THUMPERS Turn Teenage Nostalgia into Joyous Deeply Layered Indie Pop
When childhood friends Marcus Pepperell and John Hamson Jr. formed THUMPERS, they were in need of a musical escape.
Courtesy Photo THUMPERS: Marcus Pepperell and John Hamson Jr.
One dumped, the other fired from his previous band, the London-based duo started putting together songs in pieces, working toward a deeply layered indie-pop that fits somewhere between the Polyphonic Spree and Animal Collective, with reviewers leaning to descriptions like exuberant, majestic and candy-colored.
"When I was away playing with other bands, Marcus had tried moving abroad with his girlfriend and that fell apart and he found himself back in our hometown. He was stuck amiss, where we felt like we were stuck as teenagers.

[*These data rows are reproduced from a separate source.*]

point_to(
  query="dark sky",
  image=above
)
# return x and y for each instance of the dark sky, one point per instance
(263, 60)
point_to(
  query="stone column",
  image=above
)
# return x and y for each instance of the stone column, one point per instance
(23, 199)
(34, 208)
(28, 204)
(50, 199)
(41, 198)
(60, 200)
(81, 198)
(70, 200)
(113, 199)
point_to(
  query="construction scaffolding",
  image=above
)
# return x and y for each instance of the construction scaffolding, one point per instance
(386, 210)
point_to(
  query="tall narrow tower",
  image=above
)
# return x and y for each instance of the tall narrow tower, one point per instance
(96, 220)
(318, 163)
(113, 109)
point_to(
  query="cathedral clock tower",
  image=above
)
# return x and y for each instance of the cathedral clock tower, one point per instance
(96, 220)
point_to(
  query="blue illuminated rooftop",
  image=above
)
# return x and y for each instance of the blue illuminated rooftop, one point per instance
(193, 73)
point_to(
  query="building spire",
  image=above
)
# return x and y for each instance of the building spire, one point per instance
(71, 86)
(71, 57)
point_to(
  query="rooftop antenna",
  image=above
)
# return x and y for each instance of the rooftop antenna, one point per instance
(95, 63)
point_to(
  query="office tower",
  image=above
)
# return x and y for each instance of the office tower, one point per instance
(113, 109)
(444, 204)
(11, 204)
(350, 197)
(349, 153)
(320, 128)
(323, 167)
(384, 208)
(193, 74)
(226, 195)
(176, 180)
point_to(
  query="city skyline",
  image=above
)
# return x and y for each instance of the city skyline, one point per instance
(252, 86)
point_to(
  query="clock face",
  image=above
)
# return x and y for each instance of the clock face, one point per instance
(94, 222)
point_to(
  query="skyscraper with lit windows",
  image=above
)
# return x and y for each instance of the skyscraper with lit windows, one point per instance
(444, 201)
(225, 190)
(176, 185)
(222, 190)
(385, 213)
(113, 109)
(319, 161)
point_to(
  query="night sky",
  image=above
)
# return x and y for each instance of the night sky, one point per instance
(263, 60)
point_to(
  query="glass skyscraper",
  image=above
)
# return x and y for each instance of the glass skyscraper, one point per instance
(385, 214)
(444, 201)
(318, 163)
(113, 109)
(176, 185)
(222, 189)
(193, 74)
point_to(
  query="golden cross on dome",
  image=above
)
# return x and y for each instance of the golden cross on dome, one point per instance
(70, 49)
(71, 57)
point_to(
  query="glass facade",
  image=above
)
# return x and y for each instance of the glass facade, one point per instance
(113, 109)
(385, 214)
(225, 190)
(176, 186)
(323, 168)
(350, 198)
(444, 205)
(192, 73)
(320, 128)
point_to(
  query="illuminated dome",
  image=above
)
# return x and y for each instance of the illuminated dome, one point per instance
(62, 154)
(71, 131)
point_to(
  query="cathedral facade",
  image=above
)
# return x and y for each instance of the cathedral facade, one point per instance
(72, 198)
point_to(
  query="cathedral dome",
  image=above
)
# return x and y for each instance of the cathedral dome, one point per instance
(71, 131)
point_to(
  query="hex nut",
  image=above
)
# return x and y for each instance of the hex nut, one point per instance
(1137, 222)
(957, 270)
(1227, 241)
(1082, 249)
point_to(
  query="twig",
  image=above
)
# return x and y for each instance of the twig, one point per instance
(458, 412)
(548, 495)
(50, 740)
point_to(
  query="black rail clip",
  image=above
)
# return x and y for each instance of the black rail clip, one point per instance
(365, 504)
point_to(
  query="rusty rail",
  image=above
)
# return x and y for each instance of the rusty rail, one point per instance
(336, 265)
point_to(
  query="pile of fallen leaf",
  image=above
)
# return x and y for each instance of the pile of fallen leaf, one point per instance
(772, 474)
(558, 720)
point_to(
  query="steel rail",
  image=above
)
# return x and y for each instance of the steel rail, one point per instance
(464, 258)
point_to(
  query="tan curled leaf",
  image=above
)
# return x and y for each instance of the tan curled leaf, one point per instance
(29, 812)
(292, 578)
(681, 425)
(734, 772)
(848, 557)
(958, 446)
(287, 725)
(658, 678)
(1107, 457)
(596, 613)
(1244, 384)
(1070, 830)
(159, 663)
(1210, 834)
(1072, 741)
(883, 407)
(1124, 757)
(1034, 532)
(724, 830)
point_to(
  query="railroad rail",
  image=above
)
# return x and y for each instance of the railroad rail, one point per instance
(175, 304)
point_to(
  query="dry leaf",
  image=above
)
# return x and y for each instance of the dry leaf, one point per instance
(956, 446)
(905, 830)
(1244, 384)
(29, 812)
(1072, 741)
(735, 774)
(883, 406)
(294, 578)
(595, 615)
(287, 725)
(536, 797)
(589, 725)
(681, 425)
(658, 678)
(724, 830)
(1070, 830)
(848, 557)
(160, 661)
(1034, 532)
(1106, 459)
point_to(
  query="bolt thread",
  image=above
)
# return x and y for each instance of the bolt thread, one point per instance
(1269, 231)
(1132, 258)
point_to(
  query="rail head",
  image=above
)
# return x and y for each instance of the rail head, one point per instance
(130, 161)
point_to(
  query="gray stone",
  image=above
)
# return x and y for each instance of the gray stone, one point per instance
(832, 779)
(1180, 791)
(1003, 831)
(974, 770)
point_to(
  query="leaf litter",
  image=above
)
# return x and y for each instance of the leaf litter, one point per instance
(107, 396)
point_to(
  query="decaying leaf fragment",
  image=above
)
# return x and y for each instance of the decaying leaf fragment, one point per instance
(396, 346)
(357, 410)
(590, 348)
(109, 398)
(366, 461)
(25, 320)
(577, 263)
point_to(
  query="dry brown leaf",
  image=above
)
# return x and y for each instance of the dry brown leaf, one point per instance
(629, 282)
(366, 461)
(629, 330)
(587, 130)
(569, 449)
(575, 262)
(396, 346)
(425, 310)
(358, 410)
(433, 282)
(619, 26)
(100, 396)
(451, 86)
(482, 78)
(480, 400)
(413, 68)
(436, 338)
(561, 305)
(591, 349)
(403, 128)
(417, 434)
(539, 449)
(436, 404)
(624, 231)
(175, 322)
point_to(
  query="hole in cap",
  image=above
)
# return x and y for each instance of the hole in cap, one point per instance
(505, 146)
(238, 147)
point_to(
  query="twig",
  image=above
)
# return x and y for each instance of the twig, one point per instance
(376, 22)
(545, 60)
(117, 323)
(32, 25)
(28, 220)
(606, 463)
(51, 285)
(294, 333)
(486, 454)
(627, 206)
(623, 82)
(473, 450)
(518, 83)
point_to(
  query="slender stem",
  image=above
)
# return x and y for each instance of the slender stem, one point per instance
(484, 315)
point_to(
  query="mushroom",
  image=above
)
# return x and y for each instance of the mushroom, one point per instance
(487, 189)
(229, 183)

And then I was fired by a band," Hamson says. "The initial thing was escaping being in a bad place. We went through the process of licking our wounds and it was a way to use music to escape these situations we found ourselves in suddenly."
Led by the singles "Sound of Screams" and "Unkinder (A Tougher Love)." Galore is a joyous rush of an album, brash and full-blooded, about growing up and the euphoria of new things.
"That's what its about, using nostalgia, talking about the first times you do stuff, going out and causing trouble as a teenager, remembering those moments that are so overwhelming," Hamson says. "We wanted to have this sort of naivety to the record that fits in with the lyrical content. I'm a real fan of when bands do that, when the lyrics and the sound are so linked up. Radiohead does that constantly, that marriage of the lyric and how the music sounds."
Now on their first U.S. tour, Pepperell (vocals, guitars, pianos, keyboards) and Hamson (vocals, bass, drums) grew up together in Warwickshire, two hours north of London.
"Marcus and I have known each other since we were 11 years old. We learned our instruments together and we had a history of playing in terrible punk bands and driving round our hometown playing gigs. Those early experiences forged friendships and made us want to spend a life doing this together," Hamson says.